Delamar’s address was a private mailbox company in Capitol Hill. It would take a little more digging to find the actual address, but I kept that working in the background. Sterling’s address was a single-family house in Leschi.
Leschi households ran pretty much the whole range of the middle-income bracket, with a few folks struggling to keep up balanced by those having no problems even in a bad economy. The usual mix of condos and houses, a smattering of older apartment buildings, and a long stretch of Lake Washington shoreline kept the area diverse and a little hard to peg culturally. Unlike some parts of Seattle, there wasn’t one strongly defined ethnic group or neighborhood feel here, so I arrived in the area without much idea about Kevin Sterling.

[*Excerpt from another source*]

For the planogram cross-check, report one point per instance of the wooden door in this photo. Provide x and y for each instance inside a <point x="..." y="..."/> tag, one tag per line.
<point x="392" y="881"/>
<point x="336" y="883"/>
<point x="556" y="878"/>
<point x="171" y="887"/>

The house was on one of the curving streets on the north end of the hill that overlooked the shoreline and Leschi Park. Not as swank as the south end of the hill near the marina, but certainly not a slum. The Sterling house was one of the few that had no lake view to speak of, being set back on the slope by a twist in the road. There wasn’t much parking to be had on the street, so I ended up a few blocks away and walked back. My eye was still giving me some trouble and I appreciated the leaf-dappled shade on the streets, since the sun had decided to pop in for a short visit to un-sunny Seattle that afternoon, just to prove that it was, technically, summer. I could hear distant children in the park and down the shore, though I couldn’t see them, and the Grey’s energy grid shone through the landscape in pulsing lines of azure and jade, frosted here and there with the memory of old trolley lines that had cut imperiously over the hill until 1940.